The three other candidates on the ballot are low-profile politicians from token opposition parties that toe the Kremlin’s line.
Voting in Russia comes as Moscow’s war in Ukraine enters its third year. Russia has the advantage on the battlefield, where it is making small, if slow, gains.
Ukraine, meanwhile, has made Moscow look vulnerable behind the front line. Long-range drone attacks have struck deep inside Russia, while high-tech drones have put its Black Sea fleet on the defensive.
Voters are casting their ballots from Friday through until Sunday at polling stations across the vast country’s 11 time zones, as well as in illegally annexed regions of Ukraine.
For the first time, Russian’s are also able to cast their ballots online.

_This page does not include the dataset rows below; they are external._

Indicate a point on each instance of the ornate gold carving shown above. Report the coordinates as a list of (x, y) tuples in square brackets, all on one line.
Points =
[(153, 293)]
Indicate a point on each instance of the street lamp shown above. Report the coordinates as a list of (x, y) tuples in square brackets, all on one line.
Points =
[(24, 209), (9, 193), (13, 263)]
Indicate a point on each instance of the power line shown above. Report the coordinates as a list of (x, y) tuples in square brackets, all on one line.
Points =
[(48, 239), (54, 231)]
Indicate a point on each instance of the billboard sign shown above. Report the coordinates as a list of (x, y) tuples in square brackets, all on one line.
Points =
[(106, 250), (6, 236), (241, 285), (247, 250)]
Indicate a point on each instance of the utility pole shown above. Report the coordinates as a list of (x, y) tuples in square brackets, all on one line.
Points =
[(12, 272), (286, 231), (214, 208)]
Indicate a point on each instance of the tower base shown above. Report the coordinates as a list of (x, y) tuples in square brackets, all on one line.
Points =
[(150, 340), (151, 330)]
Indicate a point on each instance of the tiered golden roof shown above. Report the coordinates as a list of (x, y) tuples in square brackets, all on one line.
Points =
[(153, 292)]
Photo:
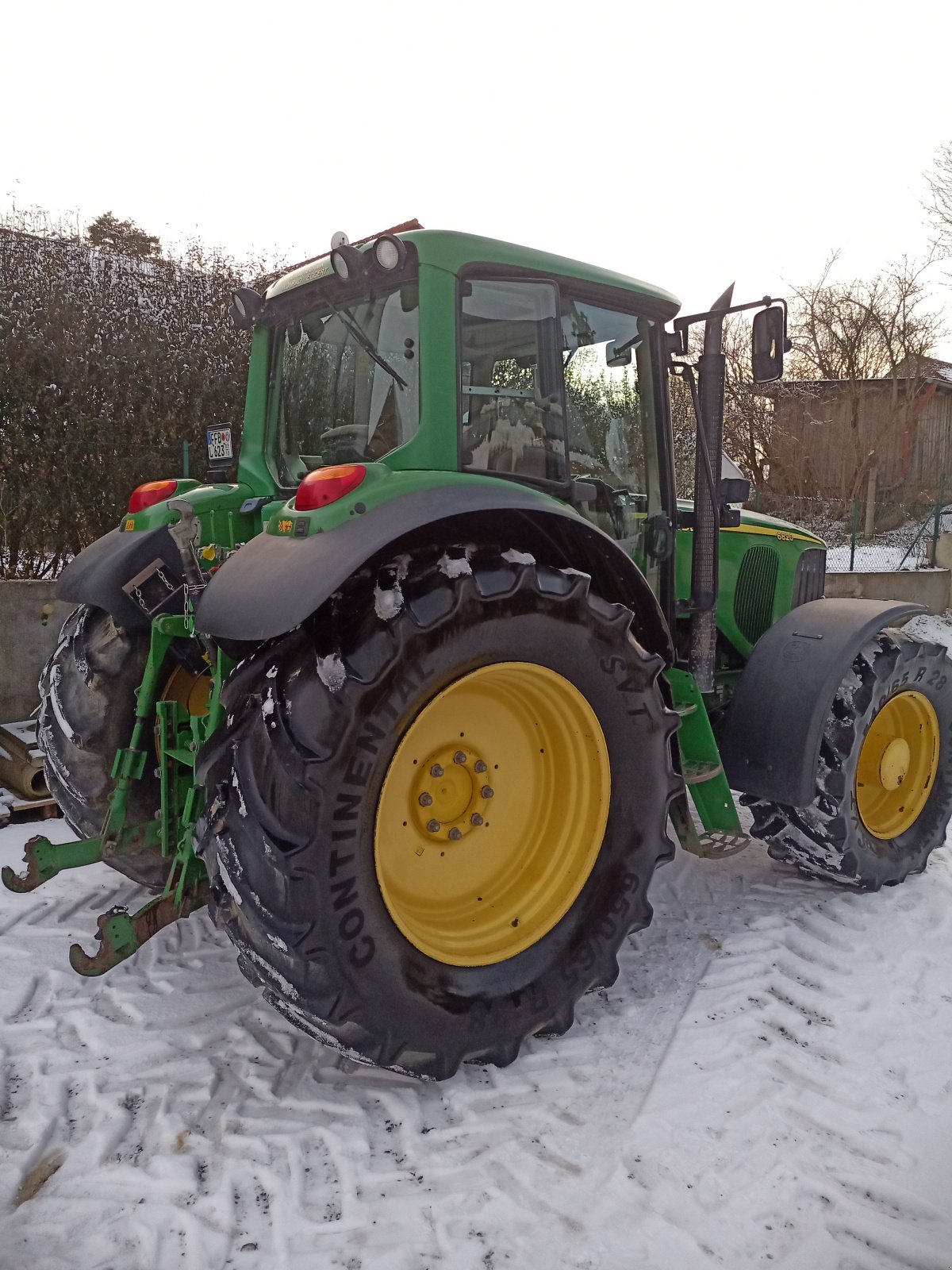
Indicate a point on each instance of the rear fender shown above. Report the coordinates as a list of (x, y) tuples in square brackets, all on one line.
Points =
[(274, 583), (771, 741)]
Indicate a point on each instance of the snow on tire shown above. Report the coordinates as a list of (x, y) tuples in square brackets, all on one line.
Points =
[(884, 780)]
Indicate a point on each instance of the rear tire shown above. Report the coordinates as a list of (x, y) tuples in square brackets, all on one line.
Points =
[(866, 829), (294, 837), (86, 713)]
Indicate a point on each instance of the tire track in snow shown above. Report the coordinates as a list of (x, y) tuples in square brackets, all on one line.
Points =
[(716, 1105)]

Videos posted on Telegram showed a woman in Moscow set fire to a voting booth
More than 200,000 people in Moscow voted online soon after the polls opened, authorities said.
Observers have little to no expectation that the election will be free and fair.
Beyond the fact that voters have been presented with little choice, the possibilities for independent monitoring are very limited.
Ukraine and the West have also condemned Russia for holding the vote in Ukrainian regions, which Moscow’s forces have seized and occupied.
The Kremlin banned two politicians from the ballot who sought to run on an antiwar agenda and attracted genuine – albeit not overwhelming – support.
Russia’s scattered opposition has urged those unhappy with Putin or the war to show up at the polls at noon on Sunday – the final day of voting – in protest.
The strategy was endorsed by Mr Navalny not long before his death.
“We need to use election day to show that we exist and there are many of us, we are actual, living, real people and we are against Putin,” Mr Navalny’s widow, Yulia Navalnaya, said.
“What to do next is up to you. You can vote for any candidate except Putin. You could ruin your ballot.”
Golos, Russia’s renowned independent election observer group, said in a report this week that authorities were “doing everything so that the people don’t notice the very fact of the election happening”.
The watchdog described the campaign ahead of the vote as “practically unnoticeable” and “the most vapid” since 2000, when Golos was founded and started monitoring elections in Russia.
Putin’s campaigning was cloaked in presidential activities, and other candidates were “demonstrably passive”, the report said.
State media dedicated less airtime to the election than in 2018, when Putin was last elected, according to Golos.
Instead of promoting the vote to ensure a desired turnout, authorities appear to be betting on pressuring voters they can control – for instance, Russians who work in state-run companies or institutions – to show up at the polls, the group said.